# Find the k most frequent words from a file

Given a book of words. Assume you have enough main memory to accommodate all words. design a data structure to find top K maximum occurring words. The data structure should be dynamic so that new words can be added.

A simple solution is to use Hashing. Hash all words one by one in a hash table. If a word is already present, then increment its count. Finally, traverse through the hash table and return the k words with maximum counts.

We can use Trie and Min Heap to get the k most frequent words efficiently. The idea is to use Trie for searching existing words adding new words efficiently. Trie also stores count of occurrences of words. A Min Heap of size k is used to keep track of k most frequent words at any point of time(Use of Min Heap is same as we used it to find k largest elements in this post).
Trie and Min Heap are linked with each other by storing an additional field in Trie ‘indexMinHeap’ and a pointer ‘trNode’ in Min Heap. The value of ‘indexMinHeap’ is maintained as -1 for the words which are currently not in Min Heap (or currently not among the top k frequent words). For the words which are present in Min Heap, ‘indexMinHeap’ contains, index of the word in Min Heap. The pointer ‘trNode’ in Min Heap points to the leaf node corresponding to the word in Trie.
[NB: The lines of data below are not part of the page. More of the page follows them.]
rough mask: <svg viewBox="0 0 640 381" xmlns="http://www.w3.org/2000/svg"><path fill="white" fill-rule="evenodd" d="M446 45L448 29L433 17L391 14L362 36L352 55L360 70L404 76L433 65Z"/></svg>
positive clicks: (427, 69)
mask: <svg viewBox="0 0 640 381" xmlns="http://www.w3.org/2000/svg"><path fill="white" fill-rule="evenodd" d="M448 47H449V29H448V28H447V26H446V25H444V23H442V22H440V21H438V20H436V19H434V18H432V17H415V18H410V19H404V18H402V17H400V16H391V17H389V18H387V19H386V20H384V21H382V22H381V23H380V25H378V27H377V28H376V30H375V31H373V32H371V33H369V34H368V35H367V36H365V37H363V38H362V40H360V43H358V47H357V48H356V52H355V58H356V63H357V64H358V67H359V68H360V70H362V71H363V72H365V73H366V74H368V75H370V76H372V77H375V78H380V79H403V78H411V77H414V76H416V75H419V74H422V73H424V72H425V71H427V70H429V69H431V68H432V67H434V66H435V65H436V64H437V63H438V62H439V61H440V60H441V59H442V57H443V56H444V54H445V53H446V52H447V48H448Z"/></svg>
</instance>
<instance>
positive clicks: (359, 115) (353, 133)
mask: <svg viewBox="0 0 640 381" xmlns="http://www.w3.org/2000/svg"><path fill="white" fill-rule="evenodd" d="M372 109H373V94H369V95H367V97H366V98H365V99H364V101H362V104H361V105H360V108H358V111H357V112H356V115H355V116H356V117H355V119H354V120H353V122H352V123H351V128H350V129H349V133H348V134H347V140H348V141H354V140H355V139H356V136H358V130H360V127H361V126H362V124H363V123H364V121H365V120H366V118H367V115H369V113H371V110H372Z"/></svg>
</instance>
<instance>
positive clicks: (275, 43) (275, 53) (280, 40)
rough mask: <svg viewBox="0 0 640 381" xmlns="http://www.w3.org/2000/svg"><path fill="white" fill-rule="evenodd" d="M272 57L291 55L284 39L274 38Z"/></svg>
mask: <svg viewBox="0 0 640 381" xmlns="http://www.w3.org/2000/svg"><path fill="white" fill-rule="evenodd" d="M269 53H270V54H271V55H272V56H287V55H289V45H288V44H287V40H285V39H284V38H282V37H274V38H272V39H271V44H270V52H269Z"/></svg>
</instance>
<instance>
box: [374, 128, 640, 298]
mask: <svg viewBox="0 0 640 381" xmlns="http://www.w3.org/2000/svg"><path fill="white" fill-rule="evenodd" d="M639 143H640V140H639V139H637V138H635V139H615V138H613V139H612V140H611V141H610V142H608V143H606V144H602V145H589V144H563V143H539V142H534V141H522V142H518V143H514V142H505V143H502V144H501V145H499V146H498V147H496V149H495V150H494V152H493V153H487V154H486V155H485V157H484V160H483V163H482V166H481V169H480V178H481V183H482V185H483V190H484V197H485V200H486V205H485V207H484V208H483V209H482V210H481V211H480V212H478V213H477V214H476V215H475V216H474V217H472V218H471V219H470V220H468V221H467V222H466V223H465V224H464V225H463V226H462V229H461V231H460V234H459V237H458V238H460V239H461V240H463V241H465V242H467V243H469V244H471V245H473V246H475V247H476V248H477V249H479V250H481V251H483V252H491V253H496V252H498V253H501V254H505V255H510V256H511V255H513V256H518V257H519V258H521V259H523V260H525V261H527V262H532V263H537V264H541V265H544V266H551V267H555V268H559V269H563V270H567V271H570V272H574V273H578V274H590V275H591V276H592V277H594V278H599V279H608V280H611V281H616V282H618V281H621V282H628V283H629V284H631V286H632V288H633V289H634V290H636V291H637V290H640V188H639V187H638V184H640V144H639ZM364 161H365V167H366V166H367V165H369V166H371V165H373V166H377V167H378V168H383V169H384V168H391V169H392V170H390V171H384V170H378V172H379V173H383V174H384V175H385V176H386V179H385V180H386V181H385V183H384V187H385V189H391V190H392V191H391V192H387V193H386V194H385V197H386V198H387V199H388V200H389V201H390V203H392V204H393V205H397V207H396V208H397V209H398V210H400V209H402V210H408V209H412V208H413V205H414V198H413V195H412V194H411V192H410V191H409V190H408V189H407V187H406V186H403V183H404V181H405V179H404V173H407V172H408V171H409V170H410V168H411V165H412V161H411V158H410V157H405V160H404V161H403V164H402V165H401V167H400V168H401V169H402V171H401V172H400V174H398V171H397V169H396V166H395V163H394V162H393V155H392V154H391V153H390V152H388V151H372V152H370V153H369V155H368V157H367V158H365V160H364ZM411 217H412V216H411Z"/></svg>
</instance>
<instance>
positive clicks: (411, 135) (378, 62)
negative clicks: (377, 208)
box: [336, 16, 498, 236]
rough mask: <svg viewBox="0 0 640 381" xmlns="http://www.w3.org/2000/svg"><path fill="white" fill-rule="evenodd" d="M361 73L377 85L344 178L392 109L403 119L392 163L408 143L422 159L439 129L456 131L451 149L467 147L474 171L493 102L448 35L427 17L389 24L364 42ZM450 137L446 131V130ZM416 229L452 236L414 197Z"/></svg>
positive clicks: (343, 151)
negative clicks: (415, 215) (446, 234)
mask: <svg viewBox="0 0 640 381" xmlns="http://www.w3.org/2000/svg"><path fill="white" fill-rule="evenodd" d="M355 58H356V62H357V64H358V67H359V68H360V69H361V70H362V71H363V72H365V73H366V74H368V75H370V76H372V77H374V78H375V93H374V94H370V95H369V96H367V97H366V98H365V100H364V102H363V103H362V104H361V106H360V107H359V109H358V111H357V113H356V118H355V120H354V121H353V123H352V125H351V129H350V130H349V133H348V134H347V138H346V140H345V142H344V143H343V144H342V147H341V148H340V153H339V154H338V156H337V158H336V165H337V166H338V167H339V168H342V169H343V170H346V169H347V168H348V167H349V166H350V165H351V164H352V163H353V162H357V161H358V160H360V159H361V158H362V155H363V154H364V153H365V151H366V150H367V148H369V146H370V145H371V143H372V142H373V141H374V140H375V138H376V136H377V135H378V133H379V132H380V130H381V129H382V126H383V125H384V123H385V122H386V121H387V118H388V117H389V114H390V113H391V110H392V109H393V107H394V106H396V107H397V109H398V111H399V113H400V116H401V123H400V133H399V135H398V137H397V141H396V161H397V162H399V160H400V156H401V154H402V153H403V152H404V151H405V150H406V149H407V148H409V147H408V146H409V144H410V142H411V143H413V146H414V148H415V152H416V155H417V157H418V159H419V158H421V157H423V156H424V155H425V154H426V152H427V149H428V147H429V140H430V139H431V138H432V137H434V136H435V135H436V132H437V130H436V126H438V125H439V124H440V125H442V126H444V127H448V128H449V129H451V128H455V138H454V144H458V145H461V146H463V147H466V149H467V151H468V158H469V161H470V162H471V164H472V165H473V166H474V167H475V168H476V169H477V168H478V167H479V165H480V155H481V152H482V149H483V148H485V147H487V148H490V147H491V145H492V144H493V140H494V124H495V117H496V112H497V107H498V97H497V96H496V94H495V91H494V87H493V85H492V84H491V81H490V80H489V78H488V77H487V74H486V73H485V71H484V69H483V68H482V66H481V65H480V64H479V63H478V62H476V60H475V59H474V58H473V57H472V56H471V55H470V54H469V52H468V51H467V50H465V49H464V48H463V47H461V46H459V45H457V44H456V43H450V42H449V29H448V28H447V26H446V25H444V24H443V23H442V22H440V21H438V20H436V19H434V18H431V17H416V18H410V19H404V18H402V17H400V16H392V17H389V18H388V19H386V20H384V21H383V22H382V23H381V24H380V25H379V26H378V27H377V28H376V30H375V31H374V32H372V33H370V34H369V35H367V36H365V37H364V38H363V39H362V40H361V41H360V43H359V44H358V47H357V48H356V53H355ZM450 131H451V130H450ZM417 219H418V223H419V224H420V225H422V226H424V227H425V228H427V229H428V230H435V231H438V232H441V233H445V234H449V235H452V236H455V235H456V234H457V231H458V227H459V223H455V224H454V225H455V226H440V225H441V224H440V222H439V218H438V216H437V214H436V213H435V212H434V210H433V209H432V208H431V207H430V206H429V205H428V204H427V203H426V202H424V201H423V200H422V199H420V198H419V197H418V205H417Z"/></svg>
Following is the complete process to print k most frequent words from a file.

Read all words one by one. For every word, insert it into Trie. Increase the counter of the word, if already exists. Now, we need to insert this word in min heap also. For insertion in min heap, 3 cases arise:

1. The word is already present. We just increase the corresponding frequency value in min heap and call minHeapify() for the index obtained by “indexMinHeap” field in Trie. When the min heap nodes are being swapped, we change the corresponding minHeapIndex in the Trie. Remember each node of the min heap is also having pointer to Trie leaf node.
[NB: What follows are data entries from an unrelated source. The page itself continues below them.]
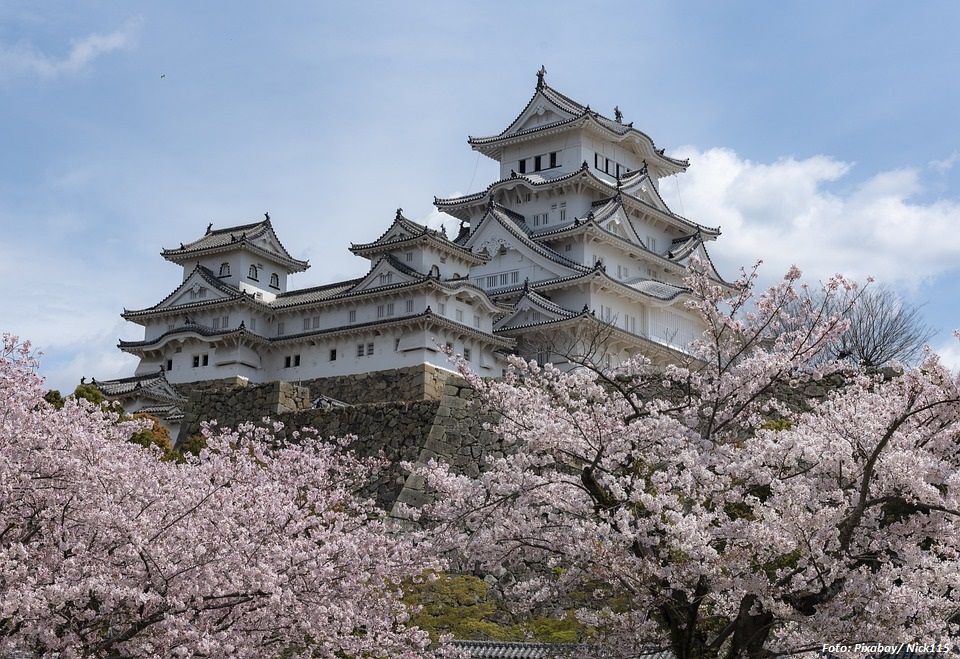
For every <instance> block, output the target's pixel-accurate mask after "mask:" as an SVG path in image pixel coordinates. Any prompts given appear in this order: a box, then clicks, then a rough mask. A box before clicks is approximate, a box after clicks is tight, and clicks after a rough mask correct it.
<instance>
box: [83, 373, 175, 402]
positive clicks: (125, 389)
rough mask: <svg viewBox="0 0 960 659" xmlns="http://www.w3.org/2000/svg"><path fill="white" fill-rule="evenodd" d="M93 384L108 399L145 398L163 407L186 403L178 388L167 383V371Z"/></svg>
mask: <svg viewBox="0 0 960 659" xmlns="http://www.w3.org/2000/svg"><path fill="white" fill-rule="evenodd" d="M93 384H94V385H96V387H97V388H98V389H99V390H100V392H101V393H102V394H103V395H104V396H106V397H108V398H113V399H117V398H128V397H135V396H138V397H145V398H150V399H153V400H155V401H157V402H158V403H160V404H161V406H163V407H174V406H177V405H182V404H183V403H184V402H185V401H186V397H184V396H183V395H182V394H181V393H180V392H179V391H177V389H176V387H174V386H173V385H172V384H170V382H168V381H167V374H166V371H163V370H157V371H156V372H154V373H147V374H145V375H134V376H131V377H127V378H118V379H116V380H102V381H99V380H96V379H94V380H93Z"/></svg>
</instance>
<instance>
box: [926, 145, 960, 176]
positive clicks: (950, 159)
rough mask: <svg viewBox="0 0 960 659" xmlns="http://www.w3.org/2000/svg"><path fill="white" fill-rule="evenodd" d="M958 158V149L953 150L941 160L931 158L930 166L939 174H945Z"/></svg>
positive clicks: (957, 160)
mask: <svg viewBox="0 0 960 659" xmlns="http://www.w3.org/2000/svg"><path fill="white" fill-rule="evenodd" d="M958 160H960V150H958V151H954V152H953V153H951V154H950V155H949V156H947V157H946V158H944V159H943V160H931V161H930V167H931V168H932V169H935V170H936V171H938V172H940V173H941V174H945V173H946V172H949V171H950V170H951V169H953V166H954V165H956V164H957V161H958Z"/></svg>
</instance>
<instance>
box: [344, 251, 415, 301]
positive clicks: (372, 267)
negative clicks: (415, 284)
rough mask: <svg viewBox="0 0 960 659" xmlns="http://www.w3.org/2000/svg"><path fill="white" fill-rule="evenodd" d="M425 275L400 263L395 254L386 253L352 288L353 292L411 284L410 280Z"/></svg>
mask: <svg viewBox="0 0 960 659" xmlns="http://www.w3.org/2000/svg"><path fill="white" fill-rule="evenodd" d="M423 278H424V275H423V274H421V273H419V272H417V271H416V270H413V269H412V268H409V267H407V266H405V265H404V264H402V263H400V262H399V261H398V260H397V259H396V258H394V257H393V256H390V255H389V254H388V255H385V256H383V257H381V258H380V260H378V261H377V262H376V263H374V265H373V267H372V268H370V272H369V274H367V276H366V277H364V278H363V279H362V280H360V282H359V283H357V285H356V286H354V287H353V288H351V289H350V292H351V293H359V292H361V291H366V290H371V289H374V288H382V287H384V286H396V285H399V284H409V283H410V282H413V281H417V280H419V279H423Z"/></svg>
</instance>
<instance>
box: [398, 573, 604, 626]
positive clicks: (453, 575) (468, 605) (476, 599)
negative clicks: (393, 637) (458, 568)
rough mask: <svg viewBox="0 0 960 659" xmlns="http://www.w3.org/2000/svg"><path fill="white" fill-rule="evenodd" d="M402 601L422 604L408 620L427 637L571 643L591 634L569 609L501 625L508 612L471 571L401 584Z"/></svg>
mask: <svg viewBox="0 0 960 659" xmlns="http://www.w3.org/2000/svg"><path fill="white" fill-rule="evenodd" d="M403 601H404V603H406V604H407V606H410V607H420V611H419V612H417V613H414V614H413V615H412V616H411V619H410V622H411V624H415V625H417V626H418V627H420V628H421V629H424V630H425V631H427V632H428V633H429V634H430V636H431V638H434V639H435V638H437V637H438V636H440V635H442V634H453V636H454V638H460V639H476V640H494V641H524V640H533V641H540V642H543V643H575V642H577V641H578V640H579V639H581V638H583V637H584V636H586V635H587V634H588V633H589V630H588V629H587V628H585V627H584V626H583V625H581V624H580V623H579V622H578V621H577V620H576V618H575V617H574V616H573V614H572V613H570V612H568V613H566V614H565V615H564V616H563V617H562V618H548V617H531V618H528V619H526V620H523V621H520V622H517V623H513V624H511V623H504V622H503V620H509V619H510V615H509V613H508V612H506V611H505V610H504V609H502V608H501V607H500V606H499V605H498V603H497V601H496V599H495V598H494V597H493V595H492V594H491V593H490V588H489V586H487V584H486V583H484V582H483V580H482V579H479V578H477V577H473V576H469V575H457V574H445V573H440V574H437V575H436V579H427V580H424V581H423V582H422V583H406V584H404V597H403Z"/></svg>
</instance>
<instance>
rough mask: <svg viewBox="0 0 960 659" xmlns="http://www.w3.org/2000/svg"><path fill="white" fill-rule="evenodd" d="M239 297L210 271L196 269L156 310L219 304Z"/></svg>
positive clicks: (161, 301) (169, 295) (157, 306)
mask: <svg viewBox="0 0 960 659" xmlns="http://www.w3.org/2000/svg"><path fill="white" fill-rule="evenodd" d="M211 280H212V281H211ZM237 296H238V292H237V291H233V290H232V289H231V288H230V287H228V286H227V285H226V284H223V283H221V282H219V281H217V280H216V279H215V278H213V275H212V274H210V273H209V271H207V270H205V269H203V268H195V269H194V271H193V272H191V273H190V275H189V276H188V277H187V278H186V280H185V281H184V282H183V283H182V284H180V286H178V287H177V288H176V290H174V291H173V293H171V294H170V295H168V296H167V297H166V298H165V299H164V300H162V301H161V302H160V303H159V304H157V306H156V307H154V308H155V309H169V308H172V307H179V306H182V305H185V304H200V303H205V302H219V301H221V300H230V299H234V298H236V297H237Z"/></svg>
2. The minHeap is not full. we will insert the new word into min heap & update the root node in the min heap node & min heap index in Trie leaf node. Now, call buildMinHeap().

3. The min heap is full. Two sub-cases arise.
….3.1 The frequency of the new word inserted is less than the frequency of the word stored in the head of min heap. Do nothing.

….3.2 The frequency of the new word inserted is greater than the frequency of the word stored in the head of min heap. Replace & update the fields. Make sure to update the corresponding min heap index of the “word to be replaced” in Trie with -1 as the word is no longer in min heap.

4. Finally, Min Heap will have the k most frequent words of all words present in given file. So we just need to print all words present in Min Heap.

## Recommended: Please try your approach on {IDE} first, before moving on to the solution.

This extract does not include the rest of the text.